Schwere Jungs sehen eigentlich anders aus. Doch der 14-jährige "Mehmet" blickt bereits auf eine beachtliche kriminelle Karriere zurück. 60 Straftaten werden dem jungen Türken aus der Trabantenstadt Neuperlach im Südosten Münchens angelastet; keine Lappalien, sondern Einbrüche, Körperverletzungen, Nötigungen und Diebstähle. Als der 1984 geborene "Mehmet", der aus Datenschutzgründen diesen Decknamen erhielt, schließlich einen Mitschüler krankenhausreif prügelt und ausraubt, ist das Maß voll. Gerade strafmündig geworden wird er im Oktober 1998 zu einem Jahr Jugendstrafe verurteilt. Einen Monat später greift das Münchener Ausländeramt hart durch: Der im Bundestagswahlkampf zum Prototyp des jugendlichen Gewalttäters gestempelten Türken wird ausgewiesen. Obwohl Vater und Mutter des Minderjährigen seit Jahrzehnten rechtmäßig in Deutschland leben, verfügt die Behörde seine sofortige Ausweisung. Die Eltern weigern sich, ihren Sohn zu begleiten und so sitzt "Mehmet" am 14. November 1998 allein in der Lufthansa-Maschine 3532 nach Istanbul.
In der Türkei, die er nur von Urlauben kennt, wird "Mehmet" wie ein Märtyrer empfangen. Istanbuls Oberbürgermeister begrüßt ihn am Flughafen; Fernsehsender bieten dem inzwischen zum Medienstar avancierten Problem-Kid Arbeit an. Doch "Mehmets" in der Öffentlichkeit zelebrierte Reue und Besserungsversprechen halten nicht lange an. Als er bei Verwandten angeblich beim Diebstahl eines Laptops erwischt wird, schlägt auch in der ungeliebten Heimat die öffentliche Meinung um. Eine türkische Zeitung bezeichnet den allem Anschein nach Unbelehrbaren als "Verbrechensmaschine". Vor bundesdeutschen Gerichten wird währenddessen heftig über die Rechtmäßigkeit von "Mehmets" Ausweisung gestritten. Im Juli 2002 schließlich erreicht den jungen Mann die sehnlichst erwartete Nachricht: Das Bundesverwaltungsgericht hat seine Abschiebung für verfassungswidrig erklärt.

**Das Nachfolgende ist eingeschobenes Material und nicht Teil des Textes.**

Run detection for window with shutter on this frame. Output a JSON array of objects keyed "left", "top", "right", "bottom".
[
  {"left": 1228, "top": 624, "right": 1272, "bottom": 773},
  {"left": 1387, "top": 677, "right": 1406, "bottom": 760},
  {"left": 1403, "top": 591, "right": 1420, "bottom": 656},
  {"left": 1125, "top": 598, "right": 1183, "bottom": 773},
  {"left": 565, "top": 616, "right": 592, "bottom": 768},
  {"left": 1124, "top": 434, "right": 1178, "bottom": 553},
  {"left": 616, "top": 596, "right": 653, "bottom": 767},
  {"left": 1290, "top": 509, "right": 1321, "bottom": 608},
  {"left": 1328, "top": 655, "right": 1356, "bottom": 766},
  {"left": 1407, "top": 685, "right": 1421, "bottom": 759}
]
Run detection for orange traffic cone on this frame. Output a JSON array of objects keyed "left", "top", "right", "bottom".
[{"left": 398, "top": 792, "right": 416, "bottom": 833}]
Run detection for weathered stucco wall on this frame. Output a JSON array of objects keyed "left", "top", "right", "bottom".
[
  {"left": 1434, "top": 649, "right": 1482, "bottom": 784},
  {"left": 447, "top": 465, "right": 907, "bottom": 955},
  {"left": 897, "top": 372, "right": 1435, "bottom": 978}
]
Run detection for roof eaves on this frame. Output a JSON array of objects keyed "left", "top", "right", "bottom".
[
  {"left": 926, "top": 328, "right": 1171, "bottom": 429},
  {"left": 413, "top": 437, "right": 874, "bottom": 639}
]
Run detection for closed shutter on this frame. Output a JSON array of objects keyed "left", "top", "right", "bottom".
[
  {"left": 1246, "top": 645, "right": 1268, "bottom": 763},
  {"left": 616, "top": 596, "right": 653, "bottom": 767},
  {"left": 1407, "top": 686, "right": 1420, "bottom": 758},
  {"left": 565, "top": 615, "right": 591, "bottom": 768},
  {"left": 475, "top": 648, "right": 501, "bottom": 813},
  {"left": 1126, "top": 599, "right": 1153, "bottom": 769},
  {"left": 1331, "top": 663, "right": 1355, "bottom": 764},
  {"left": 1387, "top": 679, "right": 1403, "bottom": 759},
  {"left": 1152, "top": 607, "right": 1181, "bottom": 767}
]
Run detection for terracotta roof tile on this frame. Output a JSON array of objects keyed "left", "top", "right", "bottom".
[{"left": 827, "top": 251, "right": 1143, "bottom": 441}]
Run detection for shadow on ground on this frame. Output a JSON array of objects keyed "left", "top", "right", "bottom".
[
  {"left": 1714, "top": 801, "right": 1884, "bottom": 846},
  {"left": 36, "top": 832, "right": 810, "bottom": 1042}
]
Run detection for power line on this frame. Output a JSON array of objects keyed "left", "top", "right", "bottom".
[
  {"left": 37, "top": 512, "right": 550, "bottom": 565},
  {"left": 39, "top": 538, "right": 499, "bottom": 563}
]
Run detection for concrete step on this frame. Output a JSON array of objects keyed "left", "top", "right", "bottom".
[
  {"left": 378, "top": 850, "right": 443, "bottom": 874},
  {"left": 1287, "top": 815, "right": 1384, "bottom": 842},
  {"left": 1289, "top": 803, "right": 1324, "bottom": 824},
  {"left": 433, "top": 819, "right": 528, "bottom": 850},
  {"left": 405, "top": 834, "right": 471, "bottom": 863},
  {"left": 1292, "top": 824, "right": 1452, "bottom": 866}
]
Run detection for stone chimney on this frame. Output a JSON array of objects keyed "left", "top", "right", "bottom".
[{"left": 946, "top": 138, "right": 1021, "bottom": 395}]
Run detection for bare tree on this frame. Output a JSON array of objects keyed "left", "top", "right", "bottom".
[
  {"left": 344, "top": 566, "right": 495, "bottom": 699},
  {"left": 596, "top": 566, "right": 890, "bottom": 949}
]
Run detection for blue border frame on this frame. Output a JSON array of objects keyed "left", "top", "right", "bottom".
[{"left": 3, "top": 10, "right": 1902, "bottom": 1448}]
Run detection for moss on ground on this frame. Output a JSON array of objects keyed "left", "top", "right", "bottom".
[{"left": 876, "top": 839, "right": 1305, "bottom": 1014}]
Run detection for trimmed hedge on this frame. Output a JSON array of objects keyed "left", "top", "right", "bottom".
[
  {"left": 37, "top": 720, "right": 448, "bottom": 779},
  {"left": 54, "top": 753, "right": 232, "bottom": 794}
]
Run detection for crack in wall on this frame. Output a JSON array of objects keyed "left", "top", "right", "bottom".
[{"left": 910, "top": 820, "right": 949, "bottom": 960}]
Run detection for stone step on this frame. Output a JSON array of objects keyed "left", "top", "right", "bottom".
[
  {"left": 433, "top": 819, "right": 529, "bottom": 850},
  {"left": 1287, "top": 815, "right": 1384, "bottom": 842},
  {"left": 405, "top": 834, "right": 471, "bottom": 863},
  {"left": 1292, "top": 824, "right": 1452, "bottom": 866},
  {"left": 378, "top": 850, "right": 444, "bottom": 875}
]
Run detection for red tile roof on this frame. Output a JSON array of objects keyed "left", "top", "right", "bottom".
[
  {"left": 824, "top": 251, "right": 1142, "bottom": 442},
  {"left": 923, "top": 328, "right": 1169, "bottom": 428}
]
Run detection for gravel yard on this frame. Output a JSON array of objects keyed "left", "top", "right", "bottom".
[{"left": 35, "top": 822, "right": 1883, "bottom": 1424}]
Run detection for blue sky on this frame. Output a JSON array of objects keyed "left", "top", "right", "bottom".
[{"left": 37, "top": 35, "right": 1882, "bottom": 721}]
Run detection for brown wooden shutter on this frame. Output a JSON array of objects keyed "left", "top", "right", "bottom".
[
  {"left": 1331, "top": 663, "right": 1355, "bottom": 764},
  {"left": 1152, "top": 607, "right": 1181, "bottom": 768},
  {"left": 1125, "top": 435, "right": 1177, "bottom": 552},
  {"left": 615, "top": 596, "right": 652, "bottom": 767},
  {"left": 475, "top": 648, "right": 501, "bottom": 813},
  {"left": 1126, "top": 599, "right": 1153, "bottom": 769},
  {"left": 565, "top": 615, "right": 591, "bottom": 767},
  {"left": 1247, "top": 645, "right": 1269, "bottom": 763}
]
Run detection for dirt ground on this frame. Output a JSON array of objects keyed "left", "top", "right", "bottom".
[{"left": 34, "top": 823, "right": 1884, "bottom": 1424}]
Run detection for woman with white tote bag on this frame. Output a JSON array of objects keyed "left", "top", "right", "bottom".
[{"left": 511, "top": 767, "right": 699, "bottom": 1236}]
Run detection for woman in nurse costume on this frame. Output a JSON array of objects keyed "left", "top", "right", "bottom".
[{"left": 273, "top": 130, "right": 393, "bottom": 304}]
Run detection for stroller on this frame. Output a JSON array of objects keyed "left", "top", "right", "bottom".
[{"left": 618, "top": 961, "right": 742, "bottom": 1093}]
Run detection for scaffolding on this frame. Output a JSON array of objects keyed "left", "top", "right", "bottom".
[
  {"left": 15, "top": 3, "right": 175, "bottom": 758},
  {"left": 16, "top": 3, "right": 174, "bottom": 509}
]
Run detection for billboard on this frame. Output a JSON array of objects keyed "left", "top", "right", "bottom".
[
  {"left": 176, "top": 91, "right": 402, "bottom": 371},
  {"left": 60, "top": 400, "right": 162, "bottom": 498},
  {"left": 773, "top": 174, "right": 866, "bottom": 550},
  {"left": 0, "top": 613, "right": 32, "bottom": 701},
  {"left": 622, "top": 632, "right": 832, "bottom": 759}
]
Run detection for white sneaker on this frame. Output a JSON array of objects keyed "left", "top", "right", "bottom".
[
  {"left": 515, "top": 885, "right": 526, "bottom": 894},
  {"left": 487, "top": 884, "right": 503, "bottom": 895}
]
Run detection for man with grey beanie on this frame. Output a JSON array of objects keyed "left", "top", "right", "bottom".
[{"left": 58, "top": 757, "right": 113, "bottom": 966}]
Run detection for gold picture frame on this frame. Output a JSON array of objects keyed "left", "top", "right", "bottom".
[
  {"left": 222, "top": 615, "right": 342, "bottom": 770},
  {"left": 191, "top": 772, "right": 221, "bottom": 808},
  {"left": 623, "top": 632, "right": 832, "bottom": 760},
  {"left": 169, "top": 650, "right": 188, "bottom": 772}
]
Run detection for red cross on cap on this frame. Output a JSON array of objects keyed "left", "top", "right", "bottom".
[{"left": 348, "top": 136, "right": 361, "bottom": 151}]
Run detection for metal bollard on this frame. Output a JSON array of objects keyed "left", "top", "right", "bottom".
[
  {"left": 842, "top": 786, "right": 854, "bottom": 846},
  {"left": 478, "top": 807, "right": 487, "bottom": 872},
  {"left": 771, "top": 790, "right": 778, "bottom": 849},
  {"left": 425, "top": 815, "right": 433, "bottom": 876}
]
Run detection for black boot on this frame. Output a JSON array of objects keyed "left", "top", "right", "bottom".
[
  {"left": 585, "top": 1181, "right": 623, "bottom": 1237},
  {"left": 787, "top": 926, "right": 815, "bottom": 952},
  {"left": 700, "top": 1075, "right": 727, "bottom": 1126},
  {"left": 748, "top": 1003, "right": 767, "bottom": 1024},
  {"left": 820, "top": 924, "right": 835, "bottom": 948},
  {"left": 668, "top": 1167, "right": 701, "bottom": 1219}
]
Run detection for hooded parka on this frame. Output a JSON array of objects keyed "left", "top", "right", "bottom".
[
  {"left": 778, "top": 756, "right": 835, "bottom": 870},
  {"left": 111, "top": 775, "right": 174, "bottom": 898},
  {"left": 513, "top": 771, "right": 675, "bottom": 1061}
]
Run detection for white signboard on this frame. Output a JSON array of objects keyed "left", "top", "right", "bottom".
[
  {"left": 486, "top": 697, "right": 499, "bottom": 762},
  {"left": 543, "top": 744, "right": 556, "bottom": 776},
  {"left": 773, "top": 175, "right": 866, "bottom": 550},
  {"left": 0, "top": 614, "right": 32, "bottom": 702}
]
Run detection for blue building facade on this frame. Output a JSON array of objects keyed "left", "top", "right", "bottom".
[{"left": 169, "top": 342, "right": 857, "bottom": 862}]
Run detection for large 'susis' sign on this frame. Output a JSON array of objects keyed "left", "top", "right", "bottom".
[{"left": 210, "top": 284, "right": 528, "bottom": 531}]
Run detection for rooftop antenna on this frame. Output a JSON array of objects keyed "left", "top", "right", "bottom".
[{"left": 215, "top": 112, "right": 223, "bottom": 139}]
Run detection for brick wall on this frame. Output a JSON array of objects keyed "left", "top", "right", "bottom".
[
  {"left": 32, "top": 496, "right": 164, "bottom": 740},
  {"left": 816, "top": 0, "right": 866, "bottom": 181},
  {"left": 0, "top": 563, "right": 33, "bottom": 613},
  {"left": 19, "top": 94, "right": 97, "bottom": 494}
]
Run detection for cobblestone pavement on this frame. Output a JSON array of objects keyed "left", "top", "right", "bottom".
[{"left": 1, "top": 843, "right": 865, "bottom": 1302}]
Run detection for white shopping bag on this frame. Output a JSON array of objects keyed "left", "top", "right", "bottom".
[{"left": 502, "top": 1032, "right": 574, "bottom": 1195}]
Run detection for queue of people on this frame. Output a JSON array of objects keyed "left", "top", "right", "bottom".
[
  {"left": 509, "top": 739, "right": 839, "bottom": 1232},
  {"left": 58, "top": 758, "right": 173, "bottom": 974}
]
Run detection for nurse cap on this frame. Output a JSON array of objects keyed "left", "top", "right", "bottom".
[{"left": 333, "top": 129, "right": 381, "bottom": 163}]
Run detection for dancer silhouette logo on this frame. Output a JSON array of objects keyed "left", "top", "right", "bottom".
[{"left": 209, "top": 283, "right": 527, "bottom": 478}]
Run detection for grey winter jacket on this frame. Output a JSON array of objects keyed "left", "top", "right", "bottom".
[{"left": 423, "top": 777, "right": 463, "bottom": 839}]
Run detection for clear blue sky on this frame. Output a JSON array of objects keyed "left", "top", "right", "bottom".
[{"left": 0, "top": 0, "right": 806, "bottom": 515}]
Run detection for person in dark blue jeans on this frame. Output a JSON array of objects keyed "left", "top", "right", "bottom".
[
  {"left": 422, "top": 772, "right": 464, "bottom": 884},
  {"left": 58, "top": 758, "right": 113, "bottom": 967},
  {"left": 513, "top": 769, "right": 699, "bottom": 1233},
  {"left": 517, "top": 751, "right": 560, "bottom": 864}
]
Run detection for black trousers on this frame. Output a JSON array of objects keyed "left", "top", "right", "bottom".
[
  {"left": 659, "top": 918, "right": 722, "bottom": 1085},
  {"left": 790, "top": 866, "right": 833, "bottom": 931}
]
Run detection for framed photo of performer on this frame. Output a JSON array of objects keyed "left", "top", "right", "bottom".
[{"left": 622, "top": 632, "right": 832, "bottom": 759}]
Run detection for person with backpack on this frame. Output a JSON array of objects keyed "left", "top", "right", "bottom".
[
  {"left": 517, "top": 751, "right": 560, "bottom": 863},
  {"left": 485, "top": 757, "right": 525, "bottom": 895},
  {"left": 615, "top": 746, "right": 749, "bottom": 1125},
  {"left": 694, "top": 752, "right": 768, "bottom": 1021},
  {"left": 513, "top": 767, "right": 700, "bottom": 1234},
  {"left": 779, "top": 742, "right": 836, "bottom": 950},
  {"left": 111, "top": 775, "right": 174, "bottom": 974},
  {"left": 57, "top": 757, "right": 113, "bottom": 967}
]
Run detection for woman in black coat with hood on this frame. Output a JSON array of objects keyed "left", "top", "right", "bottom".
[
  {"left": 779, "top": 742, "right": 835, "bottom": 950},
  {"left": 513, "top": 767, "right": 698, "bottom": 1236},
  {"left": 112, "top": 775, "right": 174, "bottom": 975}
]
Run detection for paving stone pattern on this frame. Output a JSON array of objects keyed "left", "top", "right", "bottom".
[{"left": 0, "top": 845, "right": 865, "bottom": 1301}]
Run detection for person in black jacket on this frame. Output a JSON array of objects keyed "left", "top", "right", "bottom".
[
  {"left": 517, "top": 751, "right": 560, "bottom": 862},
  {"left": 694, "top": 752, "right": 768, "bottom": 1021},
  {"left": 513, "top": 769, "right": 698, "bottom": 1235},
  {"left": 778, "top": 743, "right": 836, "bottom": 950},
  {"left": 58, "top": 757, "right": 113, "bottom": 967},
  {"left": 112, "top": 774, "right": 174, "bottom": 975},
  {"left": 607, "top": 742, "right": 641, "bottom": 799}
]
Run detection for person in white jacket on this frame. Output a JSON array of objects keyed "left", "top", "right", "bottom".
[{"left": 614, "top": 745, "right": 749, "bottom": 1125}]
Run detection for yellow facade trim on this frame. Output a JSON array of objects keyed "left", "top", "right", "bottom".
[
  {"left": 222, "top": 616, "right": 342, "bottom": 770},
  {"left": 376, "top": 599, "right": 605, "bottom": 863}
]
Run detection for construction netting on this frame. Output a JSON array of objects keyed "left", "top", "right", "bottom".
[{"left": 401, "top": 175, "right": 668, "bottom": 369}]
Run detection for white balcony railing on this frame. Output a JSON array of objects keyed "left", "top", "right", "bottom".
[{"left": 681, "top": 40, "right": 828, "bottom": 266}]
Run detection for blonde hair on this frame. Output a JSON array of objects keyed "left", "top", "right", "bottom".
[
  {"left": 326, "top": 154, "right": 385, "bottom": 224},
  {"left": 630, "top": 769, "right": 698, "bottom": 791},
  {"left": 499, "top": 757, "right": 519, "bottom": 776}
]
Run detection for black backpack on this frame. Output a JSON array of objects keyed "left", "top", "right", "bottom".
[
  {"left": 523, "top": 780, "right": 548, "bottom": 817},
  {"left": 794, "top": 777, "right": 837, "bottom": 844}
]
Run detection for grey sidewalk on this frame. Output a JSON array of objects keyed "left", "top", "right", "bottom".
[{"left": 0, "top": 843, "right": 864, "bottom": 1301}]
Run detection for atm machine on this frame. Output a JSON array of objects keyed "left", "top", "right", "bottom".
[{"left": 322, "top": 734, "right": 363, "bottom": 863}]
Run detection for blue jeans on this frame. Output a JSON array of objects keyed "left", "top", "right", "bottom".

Bereits am 1. August landet "Mehmet" wieder auf dem Münchener Flughafen. "Ich habe mich wie ein Depp verhalten. Heute bin ich älter und reifer", erklärt er in Interviews und verspricht: "Gewalt ist nichts mehr für mich." "Mehmets" Resozialisierung scheint tatsächlich zu klappen. Der inzwischen Achtzehnjährige holt den Hauptschulabschluss nach und schafft einen Notenschnitt von 1,5. Aus dem einstigen Bürgerschreck wird in Münchens Lokalpresse ein "bayerischer Musterschüler". Einen Ausbildungsplatz findet "Mehmet" trotzdem nicht und so zieht er Weihnachten 2004 wieder bei seinen Eltern ein. Der Familienfrieden währt nur kurz. Schon einige Wochen später erstattet der 67-jährige Vater Anzeige gegen den Sohn: "Mehmet" soll seine Eltern verprügelt, erpresst und sogar mit dem Tod bedroht haben. Im Juni 2005 wird er deshalb zu einer Freiheitsstrafe von 18 Monaten verurteilt. Bevor der Richterspruch rechtskräftig wird, taucht der Jugendliche unter und setzt sich wieder in die Türkei ab. Ein Jahr später ergeht gegen ihn die endgültige Ausweisungsverfügung. Weil "Mehmet" auf alle Rechtsmittel verzichtet, wird er nie mehr nach Deutschland zurückkehren dürfen.